The number of delegations has been increasing over the years. City of Amsterdam staff became so inundated with questions and requests for leading delegations that they hired an outside agency to at least partly relieve them of this responsibility. Not included in the previously mentioned 150 delegations, many different companies, agencies and individuals, based in Amsterdam, in other Dutch cities, and even abroad, offer their services as guides for these groups, as well as their professional technical expertise in the future.
Knowledge gaps
Currently, very little is known about these education services, the curators or teachers, their backgrounds, the content they choose to discuss, the experiences or “lesson plans” they curate, or the ways in which they engage their learners or facilitate group learning and dynamics. Since exact and complete records of delegations are lacking, very little is known about each delegation – their motivations, backgrounds, roles and (power) relations within the groups. Very little is known about this micro-industry, its craft, leaders, economic value, the impact on participants or cities they represent.
There are plenty of stories from a variety of sources that these trips are influencing some degree of change; however, empirical evidence is lacking. Since the teaching-learning process is not linear, and in this case crucially involves a tertiary component – the urban-ecosystem of Amsterdam – the disassembling, reassembling and patterns of interaction are difficult to capture and analyse. Little is known about what these groups (individually and collectively) learn from their experiences or how group composition and dynamics influence learning, cooperation and knowledge generation. Finally, little is known about how their experience impacts later decisions or agency, innovations in project delivery, relations with others on the study tour, or personal behaviors.
Amsterdam’s opportunity
Some say that learning by doing is the best way to learn. In the case of urban cycling, it is certainly a popular way to learn. Of course other cities and their leaders want to learn from Amsterdam. And Amsterdam is ready and willing to serve. However, Amsterdam’s urban cycling story is one that has matured over the last 100 years. As any century-old relationship, Amsterdam’s history with the bicycle is one fraught with complexity and nuance. Disassembling that story into a series of readily digestible, clear-cut components for a variety of audiences must be a challenging craft. The “teacher” must make tough editing decisions for content, curation, and delivery. And on the other side, learning this story also seems to have other unique challenges, namely trying to understand how the Amsterdam story can relate to them, their family, colleagues, profession, their city, their culture.

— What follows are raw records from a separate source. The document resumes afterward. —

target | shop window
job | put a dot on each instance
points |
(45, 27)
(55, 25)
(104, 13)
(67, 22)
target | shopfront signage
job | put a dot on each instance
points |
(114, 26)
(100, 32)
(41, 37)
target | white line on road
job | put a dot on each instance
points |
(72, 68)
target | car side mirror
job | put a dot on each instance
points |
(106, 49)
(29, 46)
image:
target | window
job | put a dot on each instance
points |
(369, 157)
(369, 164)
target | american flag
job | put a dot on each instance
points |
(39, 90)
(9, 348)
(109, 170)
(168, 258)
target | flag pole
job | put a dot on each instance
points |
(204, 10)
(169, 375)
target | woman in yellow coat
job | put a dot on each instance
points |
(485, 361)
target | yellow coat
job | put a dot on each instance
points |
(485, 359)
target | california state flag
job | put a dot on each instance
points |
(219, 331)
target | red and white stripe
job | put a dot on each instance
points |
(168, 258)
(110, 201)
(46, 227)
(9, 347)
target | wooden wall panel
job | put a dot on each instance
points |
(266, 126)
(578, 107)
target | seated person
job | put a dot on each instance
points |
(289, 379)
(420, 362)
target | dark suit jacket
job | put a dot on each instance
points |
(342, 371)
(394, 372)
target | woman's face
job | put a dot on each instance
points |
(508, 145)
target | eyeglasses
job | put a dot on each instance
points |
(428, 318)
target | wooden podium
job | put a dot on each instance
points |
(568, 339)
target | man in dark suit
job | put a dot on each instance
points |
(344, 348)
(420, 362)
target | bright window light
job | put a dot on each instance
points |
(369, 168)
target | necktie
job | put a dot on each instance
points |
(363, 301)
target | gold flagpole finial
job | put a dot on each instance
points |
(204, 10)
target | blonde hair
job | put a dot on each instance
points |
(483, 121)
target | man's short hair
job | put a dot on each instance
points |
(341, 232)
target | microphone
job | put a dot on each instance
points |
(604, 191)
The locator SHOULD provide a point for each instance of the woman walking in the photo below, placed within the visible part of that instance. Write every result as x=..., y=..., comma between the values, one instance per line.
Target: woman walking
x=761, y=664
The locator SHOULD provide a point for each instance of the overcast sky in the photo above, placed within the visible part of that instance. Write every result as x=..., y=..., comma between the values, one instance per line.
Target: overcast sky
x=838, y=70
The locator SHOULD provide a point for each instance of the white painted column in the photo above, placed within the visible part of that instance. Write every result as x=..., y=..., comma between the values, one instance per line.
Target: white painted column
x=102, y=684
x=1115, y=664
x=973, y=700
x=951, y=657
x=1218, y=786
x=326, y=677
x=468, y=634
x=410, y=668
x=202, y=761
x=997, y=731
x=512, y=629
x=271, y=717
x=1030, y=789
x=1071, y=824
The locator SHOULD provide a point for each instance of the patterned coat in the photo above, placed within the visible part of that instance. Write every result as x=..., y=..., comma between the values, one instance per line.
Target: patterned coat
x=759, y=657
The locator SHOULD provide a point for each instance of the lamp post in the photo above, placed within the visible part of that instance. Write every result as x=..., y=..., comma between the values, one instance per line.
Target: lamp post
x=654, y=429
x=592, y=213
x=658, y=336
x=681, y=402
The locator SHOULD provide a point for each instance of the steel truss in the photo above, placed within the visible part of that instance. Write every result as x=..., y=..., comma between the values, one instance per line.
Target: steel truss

My research aims to unpack these challenges, to use the theories set forth in education, anthropology, and policy mobilities and to unravel the implications for policy transfer and policy learning. What an opportunity Amsterdam has at its fingertips right now! It only makes sense to enhance our understanding, our awareness and to make the most of its unique position.
Meredith Glaser
Meredith Glaser is PhD Researcher within the Centre of Urban Studies and the Department of Geography, Planning and International Development Studies at the University of Amsterdam. She is embedded within the Urban Cycling Institute studying international policy transfer and learning of cycling practices from the Netherlands to other contexts. Her research is supervised by Drs. Marco te Brömmelstroet and Luca Bertolini.